The role of adjuvant treatment on the survival of patients with cerebral angiosarcoma is not well defined because of the rarity of the disease. Several authors report that radiation therapy has been offered as a possible adjuvant therapy5,6,8). Small lesions seem to be treated either by surgery or radiotherapy.

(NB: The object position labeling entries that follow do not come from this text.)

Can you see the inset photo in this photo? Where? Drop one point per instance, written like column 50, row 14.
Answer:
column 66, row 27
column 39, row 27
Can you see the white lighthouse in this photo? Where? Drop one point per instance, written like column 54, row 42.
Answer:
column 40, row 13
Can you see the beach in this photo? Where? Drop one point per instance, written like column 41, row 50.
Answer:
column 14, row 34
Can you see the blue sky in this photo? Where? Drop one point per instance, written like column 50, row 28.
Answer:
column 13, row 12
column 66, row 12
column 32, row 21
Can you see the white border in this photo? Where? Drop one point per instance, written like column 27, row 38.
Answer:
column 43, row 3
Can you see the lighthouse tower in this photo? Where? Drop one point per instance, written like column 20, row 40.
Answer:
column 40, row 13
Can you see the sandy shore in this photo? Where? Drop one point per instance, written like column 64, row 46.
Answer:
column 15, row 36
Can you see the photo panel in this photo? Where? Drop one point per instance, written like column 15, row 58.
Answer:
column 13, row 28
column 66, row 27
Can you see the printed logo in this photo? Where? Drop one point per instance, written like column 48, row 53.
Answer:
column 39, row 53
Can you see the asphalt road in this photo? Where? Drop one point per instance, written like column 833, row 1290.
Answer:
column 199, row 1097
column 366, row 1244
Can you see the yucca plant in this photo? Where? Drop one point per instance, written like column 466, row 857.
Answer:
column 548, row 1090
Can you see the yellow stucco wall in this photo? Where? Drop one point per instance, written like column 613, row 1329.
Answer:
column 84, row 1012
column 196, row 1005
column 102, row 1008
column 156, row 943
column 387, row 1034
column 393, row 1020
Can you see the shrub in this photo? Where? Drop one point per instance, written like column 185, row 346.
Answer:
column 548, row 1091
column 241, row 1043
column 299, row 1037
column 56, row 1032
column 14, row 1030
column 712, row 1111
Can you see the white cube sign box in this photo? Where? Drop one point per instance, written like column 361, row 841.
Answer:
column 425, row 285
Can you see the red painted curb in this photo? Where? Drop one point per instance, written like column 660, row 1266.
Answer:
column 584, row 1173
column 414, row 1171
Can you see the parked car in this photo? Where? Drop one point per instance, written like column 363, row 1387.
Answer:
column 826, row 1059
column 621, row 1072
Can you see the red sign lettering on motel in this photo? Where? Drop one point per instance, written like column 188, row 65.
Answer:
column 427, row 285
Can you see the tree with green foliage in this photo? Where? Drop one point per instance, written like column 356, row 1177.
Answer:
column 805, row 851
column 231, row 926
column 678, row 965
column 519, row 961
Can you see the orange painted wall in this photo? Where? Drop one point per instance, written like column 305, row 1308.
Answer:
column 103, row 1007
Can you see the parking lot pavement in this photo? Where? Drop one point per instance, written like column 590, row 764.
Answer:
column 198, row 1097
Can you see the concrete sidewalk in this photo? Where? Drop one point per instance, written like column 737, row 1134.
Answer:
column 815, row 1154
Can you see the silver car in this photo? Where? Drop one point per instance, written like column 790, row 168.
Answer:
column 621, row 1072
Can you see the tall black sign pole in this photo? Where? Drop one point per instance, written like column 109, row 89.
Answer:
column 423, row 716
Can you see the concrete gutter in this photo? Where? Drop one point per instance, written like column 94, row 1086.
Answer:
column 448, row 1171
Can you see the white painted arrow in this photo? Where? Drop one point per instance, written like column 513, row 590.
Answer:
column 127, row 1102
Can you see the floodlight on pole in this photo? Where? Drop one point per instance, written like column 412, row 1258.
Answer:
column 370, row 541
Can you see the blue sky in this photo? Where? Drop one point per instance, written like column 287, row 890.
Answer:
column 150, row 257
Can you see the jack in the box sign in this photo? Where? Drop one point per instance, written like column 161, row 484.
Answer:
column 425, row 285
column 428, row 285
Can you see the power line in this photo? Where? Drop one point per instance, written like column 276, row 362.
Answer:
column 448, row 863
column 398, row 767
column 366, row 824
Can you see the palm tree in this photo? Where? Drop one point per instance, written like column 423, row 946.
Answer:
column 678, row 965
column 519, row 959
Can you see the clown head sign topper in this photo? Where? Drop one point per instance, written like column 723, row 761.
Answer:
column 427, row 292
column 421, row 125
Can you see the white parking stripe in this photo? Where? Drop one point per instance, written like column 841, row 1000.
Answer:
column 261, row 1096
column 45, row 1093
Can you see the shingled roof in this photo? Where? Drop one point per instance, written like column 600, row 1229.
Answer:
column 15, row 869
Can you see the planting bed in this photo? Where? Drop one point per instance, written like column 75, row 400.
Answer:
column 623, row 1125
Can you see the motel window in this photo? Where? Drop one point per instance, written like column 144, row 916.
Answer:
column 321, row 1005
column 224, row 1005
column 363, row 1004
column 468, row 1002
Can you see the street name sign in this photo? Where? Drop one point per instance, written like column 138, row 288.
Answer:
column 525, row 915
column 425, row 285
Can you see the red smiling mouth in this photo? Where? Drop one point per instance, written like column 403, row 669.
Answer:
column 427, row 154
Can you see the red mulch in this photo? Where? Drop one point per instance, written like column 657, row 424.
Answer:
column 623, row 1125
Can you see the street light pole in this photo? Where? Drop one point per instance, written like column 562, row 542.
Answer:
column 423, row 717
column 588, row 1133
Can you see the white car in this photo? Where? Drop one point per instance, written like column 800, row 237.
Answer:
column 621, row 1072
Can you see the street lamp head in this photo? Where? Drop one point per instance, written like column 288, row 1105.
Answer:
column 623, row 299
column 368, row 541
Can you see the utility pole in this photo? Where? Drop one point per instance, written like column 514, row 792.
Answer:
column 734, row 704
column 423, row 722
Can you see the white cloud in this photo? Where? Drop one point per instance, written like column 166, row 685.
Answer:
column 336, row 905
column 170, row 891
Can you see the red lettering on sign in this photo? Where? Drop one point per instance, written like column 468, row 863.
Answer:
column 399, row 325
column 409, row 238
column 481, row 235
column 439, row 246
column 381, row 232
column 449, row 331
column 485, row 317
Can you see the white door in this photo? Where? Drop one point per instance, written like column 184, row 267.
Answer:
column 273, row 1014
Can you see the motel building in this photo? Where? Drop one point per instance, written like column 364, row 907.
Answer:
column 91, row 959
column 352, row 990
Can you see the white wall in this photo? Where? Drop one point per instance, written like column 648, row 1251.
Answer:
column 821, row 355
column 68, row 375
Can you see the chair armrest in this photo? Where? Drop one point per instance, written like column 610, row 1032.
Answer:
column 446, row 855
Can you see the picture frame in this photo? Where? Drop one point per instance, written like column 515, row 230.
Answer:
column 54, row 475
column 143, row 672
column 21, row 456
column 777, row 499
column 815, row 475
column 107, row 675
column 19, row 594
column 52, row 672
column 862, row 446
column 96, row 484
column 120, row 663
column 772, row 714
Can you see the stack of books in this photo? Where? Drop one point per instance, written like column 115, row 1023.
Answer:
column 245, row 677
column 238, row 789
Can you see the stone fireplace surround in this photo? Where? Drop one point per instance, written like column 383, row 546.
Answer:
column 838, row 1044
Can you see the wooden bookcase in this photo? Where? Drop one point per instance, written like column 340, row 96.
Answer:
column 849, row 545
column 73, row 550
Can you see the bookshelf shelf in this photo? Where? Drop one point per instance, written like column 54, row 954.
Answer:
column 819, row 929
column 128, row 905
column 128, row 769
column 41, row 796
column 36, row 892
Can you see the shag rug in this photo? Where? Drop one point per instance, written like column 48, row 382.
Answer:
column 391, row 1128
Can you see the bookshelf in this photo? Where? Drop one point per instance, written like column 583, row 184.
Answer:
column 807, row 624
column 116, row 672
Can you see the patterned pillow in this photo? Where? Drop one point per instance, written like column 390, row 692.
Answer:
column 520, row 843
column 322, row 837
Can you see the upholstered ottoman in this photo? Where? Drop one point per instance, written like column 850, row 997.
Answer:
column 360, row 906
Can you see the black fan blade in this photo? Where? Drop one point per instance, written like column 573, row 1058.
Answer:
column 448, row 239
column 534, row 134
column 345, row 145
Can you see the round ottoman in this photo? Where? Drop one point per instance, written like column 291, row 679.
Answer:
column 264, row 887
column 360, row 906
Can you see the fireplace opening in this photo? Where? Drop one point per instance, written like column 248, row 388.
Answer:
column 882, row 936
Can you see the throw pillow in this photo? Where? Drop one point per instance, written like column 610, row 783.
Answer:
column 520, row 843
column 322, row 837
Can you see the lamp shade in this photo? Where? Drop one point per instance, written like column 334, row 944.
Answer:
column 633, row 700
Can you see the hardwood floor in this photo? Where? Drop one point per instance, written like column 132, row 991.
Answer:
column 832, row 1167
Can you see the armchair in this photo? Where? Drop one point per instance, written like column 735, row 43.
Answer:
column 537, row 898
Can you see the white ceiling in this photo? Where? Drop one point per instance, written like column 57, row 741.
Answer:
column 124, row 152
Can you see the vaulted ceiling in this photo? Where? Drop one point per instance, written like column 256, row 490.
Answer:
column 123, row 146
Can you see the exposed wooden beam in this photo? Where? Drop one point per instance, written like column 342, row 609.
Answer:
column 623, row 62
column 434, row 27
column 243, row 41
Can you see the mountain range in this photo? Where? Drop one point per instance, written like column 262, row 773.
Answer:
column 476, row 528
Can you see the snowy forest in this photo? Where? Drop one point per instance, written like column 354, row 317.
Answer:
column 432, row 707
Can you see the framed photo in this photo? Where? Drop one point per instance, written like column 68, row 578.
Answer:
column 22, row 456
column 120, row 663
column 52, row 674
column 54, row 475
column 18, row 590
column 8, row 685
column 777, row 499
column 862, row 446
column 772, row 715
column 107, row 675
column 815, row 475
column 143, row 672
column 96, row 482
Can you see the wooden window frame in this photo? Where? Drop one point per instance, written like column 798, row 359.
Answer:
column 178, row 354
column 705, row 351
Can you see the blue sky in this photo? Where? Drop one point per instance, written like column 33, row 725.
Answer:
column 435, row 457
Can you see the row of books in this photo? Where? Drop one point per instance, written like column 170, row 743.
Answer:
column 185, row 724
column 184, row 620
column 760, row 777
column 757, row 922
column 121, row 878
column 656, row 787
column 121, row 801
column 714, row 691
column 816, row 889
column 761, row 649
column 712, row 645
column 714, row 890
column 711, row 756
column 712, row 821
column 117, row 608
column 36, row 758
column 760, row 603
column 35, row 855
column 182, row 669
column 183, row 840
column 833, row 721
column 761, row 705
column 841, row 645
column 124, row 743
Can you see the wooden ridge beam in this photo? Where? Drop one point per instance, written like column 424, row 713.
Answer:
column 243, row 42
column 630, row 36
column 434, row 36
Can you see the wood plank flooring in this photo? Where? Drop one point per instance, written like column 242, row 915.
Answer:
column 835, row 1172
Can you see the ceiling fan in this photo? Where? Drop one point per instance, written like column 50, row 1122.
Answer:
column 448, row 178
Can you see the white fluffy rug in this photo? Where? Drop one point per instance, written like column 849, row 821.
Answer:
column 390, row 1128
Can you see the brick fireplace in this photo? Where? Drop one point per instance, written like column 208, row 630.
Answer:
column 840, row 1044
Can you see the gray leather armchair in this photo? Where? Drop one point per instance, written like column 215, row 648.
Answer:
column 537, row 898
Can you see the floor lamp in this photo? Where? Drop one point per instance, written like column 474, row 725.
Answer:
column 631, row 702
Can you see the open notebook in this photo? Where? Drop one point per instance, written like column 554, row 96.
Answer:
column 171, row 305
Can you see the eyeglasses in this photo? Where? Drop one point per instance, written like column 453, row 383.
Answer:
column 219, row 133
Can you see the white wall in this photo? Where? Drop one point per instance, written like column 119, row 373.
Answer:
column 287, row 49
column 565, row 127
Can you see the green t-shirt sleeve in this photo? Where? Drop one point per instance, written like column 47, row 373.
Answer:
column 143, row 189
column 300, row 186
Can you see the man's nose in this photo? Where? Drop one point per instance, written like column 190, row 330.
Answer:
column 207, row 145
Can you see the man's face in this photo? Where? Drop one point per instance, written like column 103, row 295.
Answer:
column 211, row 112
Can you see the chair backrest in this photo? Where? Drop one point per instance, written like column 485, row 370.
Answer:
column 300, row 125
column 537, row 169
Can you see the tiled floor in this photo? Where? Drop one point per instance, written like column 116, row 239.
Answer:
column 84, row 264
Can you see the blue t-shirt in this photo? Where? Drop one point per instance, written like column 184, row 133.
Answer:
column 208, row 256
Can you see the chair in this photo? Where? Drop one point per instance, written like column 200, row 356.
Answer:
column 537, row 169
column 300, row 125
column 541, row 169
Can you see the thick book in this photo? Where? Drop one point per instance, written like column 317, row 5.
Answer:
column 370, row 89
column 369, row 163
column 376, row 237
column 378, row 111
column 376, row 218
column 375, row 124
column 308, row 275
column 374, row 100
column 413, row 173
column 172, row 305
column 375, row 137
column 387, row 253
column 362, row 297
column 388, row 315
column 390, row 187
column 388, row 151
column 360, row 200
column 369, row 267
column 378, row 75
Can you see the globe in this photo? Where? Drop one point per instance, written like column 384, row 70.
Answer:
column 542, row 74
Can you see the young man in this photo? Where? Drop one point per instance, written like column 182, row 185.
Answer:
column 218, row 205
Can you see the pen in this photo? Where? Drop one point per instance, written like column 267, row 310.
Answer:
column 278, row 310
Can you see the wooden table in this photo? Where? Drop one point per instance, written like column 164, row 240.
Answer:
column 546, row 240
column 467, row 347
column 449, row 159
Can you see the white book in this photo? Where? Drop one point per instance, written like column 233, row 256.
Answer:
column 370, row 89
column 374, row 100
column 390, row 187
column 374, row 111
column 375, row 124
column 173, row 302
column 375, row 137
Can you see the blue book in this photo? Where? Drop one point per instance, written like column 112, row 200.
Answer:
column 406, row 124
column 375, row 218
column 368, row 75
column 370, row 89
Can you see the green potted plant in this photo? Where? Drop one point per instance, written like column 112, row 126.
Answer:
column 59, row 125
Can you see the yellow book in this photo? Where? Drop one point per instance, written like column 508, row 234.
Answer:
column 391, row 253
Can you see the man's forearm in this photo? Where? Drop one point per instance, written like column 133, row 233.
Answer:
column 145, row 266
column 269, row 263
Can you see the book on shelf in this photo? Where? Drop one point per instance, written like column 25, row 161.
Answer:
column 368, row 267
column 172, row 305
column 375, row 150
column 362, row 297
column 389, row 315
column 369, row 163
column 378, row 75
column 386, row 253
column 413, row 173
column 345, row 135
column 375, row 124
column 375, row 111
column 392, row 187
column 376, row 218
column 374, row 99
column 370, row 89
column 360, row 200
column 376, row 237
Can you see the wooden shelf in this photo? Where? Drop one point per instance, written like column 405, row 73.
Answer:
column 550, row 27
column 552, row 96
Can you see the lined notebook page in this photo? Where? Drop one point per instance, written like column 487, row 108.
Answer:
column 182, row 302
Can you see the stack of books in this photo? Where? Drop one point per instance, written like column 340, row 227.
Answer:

Possible lower incidence of metastases in patients provided by radiotherapy may indicate that the treatment of choice is radiotherapy alone or radiotherapy to a wide field following radical excision of the tumor.

As stated above, both skull and dura mater play as a natural barrier to prevent direct invasion of the angiosarcoma to the brain from the overlying scalp. For this reason, a small gap between skull and artificial resin, that created from the first resection, seemed to have provided a conduit for contagious spread from the remaining scalp neoplasm. In the present case, the patient had thin skin less than 1/3 of the original thickness and resultant poor vascular supply. Moreover, repeated local recurrences of the scalp expanded progressively near the initial operative field. For this reason, we could not perform postoperative adjuvant therapy and it was inevitable that we strived to manage the scalp wound problem only.

CONCLUSION

This unusual case highlights the need to consider direct invasion of the scalp angiosarcoma with highly aggressive biological behavior, such as local invasiveness and high recurrence rate, in circumstances under the collapsed natural barrier.

Surgical resection with wide but careful negative margin is the gold standard treatment, because there exists controversy for the efficacy of postoperative adjuvant therapy or localized problem of scalp wound.